When I finally had to leave that Sunday afternoon in May, it was difficult to pull away. We kissed each other several times. I held her most beautiful hands. I told her I 'd be back as I soon as I could. I told her I would miss her. And as I started to walk out the door, while crying and I looked back at her, I knew. I knew it would be the last time I would see my Mal Mal.
So, yes, I would have the world's longest eulogy. Also perhaps the most inappropriate for a Baptist church and the people attending. I appreciate the service, but I also wanted to represent the grandmother that I knew. The grandmother who helped me become the sassy, tough, bold, and independent woman I am today. In other words, she taught me not to take any shit from anybody. And to always do what I love and to love who I want to love, with my whole heart.

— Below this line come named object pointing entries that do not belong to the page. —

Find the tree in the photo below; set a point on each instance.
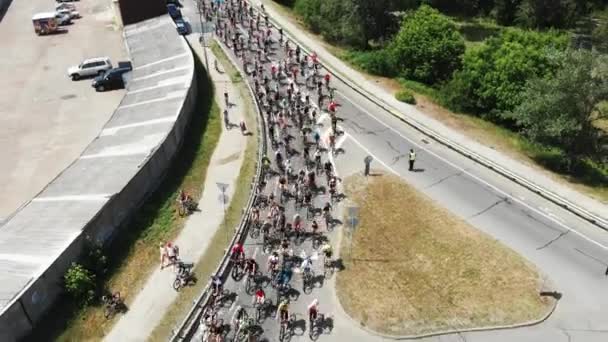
(428, 47)
(562, 110)
(494, 74)
(79, 282)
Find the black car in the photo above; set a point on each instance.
(111, 79)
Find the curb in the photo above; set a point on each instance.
(449, 332)
(547, 194)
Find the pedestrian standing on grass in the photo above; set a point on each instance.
(412, 159)
(163, 254)
(226, 120)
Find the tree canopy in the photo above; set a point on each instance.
(428, 47)
(561, 110)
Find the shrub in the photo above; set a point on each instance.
(79, 282)
(428, 47)
(405, 96)
(374, 62)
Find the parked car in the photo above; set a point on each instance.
(174, 11)
(65, 5)
(182, 26)
(71, 13)
(111, 79)
(45, 23)
(90, 67)
(63, 19)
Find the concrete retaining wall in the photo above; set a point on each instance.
(39, 293)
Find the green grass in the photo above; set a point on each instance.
(134, 253)
(214, 253)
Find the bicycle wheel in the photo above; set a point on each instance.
(177, 284)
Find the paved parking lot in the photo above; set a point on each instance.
(46, 120)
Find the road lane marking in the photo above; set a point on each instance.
(159, 73)
(162, 60)
(115, 129)
(169, 96)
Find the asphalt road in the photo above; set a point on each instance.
(46, 119)
(569, 251)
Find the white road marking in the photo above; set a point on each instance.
(115, 154)
(164, 83)
(94, 197)
(467, 173)
(114, 130)
(169, 96)
(162, 60)
(159, 73)
(29, 259)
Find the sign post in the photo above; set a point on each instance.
(223, 198)
(353, 219)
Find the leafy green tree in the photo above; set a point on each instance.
(428, 47)
(494, 74)
(562, 110)
(79, 282)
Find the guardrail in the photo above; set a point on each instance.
(188, 326)
(547, 194)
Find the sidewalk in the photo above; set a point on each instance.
(156, 296)
(531, 174)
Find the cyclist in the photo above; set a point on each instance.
(326, 208)
(297, 222)
(251, 266)
(318, 158)
(328, 166)
(216, 285)
(317, 137)
(314, 226)
(283, 311)
(313, 311)
(238, 252)
(255, 215)
(260, 297)
(273, 262)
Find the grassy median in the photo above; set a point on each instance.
(134, 254)
(214, 253)
(415, 268)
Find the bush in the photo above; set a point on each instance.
(374, 62)
(428, 47)
(80, 284)
(405, 96)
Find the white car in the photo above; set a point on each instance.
(73, 14)
(65, 5)
(63, 19)
(90, 67)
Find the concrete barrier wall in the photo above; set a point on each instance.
(28, 307)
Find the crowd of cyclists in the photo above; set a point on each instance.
(285, 88)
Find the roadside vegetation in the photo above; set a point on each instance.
(125, 264)
(415, 268)
(490, 60)
(215, 251)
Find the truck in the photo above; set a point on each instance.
(45, 23)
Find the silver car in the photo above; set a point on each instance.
(90, 67)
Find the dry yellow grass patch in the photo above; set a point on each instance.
(416, 268)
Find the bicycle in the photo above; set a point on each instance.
(286, 330)
(113, 304)
(316, 325)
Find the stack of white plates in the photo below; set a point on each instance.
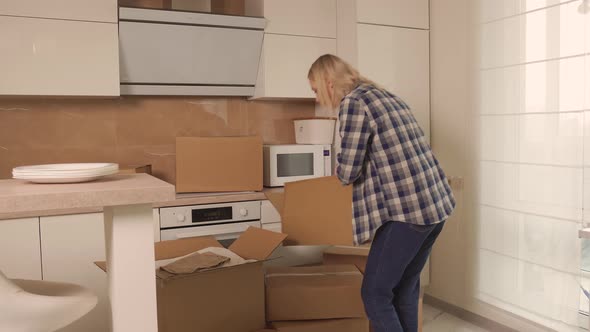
(64, 173)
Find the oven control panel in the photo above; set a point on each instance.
(195, 215)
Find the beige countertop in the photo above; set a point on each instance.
(20, 198)
(60, 209)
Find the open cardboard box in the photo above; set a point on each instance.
(225, 299)
(315, 212)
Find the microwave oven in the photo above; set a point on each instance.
(294, 162)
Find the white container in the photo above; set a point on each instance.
(314, 131)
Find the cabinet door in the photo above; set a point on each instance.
(70, 245)
(398, 60)
(57, 57)
(401, 13)
(285, 63)
(20, 252)
(82, 10)
(302, 17)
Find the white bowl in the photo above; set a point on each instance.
(314, 131)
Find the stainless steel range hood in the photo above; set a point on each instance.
(165, 52)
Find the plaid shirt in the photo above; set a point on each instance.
(386, 157)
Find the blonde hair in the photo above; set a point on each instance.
(344, 78)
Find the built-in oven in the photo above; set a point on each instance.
(224, 221)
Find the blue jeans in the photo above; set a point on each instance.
(391, 286)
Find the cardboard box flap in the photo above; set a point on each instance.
(324, 325)
(317, 212)
(277, 199)
(181, 247)
(101, 265)
(257, 243)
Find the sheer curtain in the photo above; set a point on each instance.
(534, 93)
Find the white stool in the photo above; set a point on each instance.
(41, 306)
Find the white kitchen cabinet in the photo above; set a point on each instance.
(398, 60)
(81, 10)
(58, 57)
(20, 253)
(70, 245)
(284, 64)
(401, 13)
(310, 18)
(268, 213)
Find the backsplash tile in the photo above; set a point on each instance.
(133, 130)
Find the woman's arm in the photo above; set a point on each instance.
(355, 133)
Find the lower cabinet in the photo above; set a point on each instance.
(20, 252)
(70, 245)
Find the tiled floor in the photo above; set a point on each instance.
(436, 320)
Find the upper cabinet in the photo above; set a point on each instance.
(59, 48)
(311, 18)
(296, 34)
(400, 13)
(81, 10)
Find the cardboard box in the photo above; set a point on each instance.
(330, 325)
(347, 255)
(315, 292)
(315, 212)
(218, 164)
(338, 255)
(226, 299)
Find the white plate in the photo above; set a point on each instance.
(64, 173)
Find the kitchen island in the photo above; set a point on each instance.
(127, 203)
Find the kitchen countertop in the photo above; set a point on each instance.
(19, 199)
(13, 205)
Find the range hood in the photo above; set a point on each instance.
(165, 52)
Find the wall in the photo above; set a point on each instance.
(455, 131)
(132, 130)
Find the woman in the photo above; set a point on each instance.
(401, 197)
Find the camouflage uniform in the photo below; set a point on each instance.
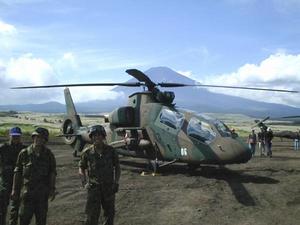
(36, 171)
(101, 183)
(8, 157)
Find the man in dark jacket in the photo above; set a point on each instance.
(268, 141)
(36, 171)
(8, 156)
(99, 169)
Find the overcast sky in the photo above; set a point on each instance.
(231, 42)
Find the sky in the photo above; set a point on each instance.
(226, 42)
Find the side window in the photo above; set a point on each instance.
(171, 118)
(222, 128)
(200, 130)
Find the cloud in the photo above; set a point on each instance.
(7, 29)
(28, 70)
(278, 71)
(23, 71)
(185, 73)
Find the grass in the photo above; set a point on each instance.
(27, 129)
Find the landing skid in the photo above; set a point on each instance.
(154, 165)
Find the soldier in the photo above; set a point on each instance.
(268, 141)
(252, 141)
(100, 164)
(8, 156)
(296, 141)
(36, 169)
(261, 141)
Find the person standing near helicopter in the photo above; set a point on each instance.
(99, 170)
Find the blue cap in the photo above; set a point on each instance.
(15, 131)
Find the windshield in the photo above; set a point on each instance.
(171, 118)
(222, 128)
(200, 130)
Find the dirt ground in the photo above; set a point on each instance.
(262, 191)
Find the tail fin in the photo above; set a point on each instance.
(72, 124)
(71, 111)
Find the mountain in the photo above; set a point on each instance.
(197, 99)
(202, 100)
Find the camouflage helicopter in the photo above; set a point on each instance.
(283, 120)
(151, 127)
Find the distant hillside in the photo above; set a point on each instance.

One of the last things I remember her writing, after she started to fade some was, "Living to 90 is no game." I still wonder exactly what she meant by this, but I can only imagine that she was trying to convey that life is difficult, but also wonderful. Sadly beautiful, at times.
And because I know how difficult this has been for my mother, I wanted to post one last song...I came across this song a few months ago...but now, it seems all the more suitable.
In closing (finally), I want to thank all of you that have sent me messages of support (whether through text, facebook, or phone calls), it really means so much to me. There are far too many of you to name personally, but please know that even if I haven't responded, I appreciate your love more than you know.
Without the love and support of Manny, Art, Carly, Michelle, and Andrea (in person) this last week, I might not have been able to make it. Not to mention, Tim and JD at Cowboy Kewl, who knew that I needed a few free shots of whiskey to kill the pain.
And lastly, I can not give enough gratitude to Manny for spending his last week of vacation here in Nashville holding me when I couldn't stop crying and spending his last two days in a car driving back and forth from Charlotte to Nashville, as well as being there for me throughout the service; and to Jennie Ann, who is the bestest friend anyone could ever ask for, who took time off from work and drove from out of town to pay her respects to my grandmother and my family, but more particularly to be there for me, sitting next to me during the service and holding my hand when things got a little out of hand. Also, the discussion of gravy is probably the only thing that got me through that first hour.
And the last picture of me and Mal Mal together...
All my love to you Mal Mal. You were one of a kind.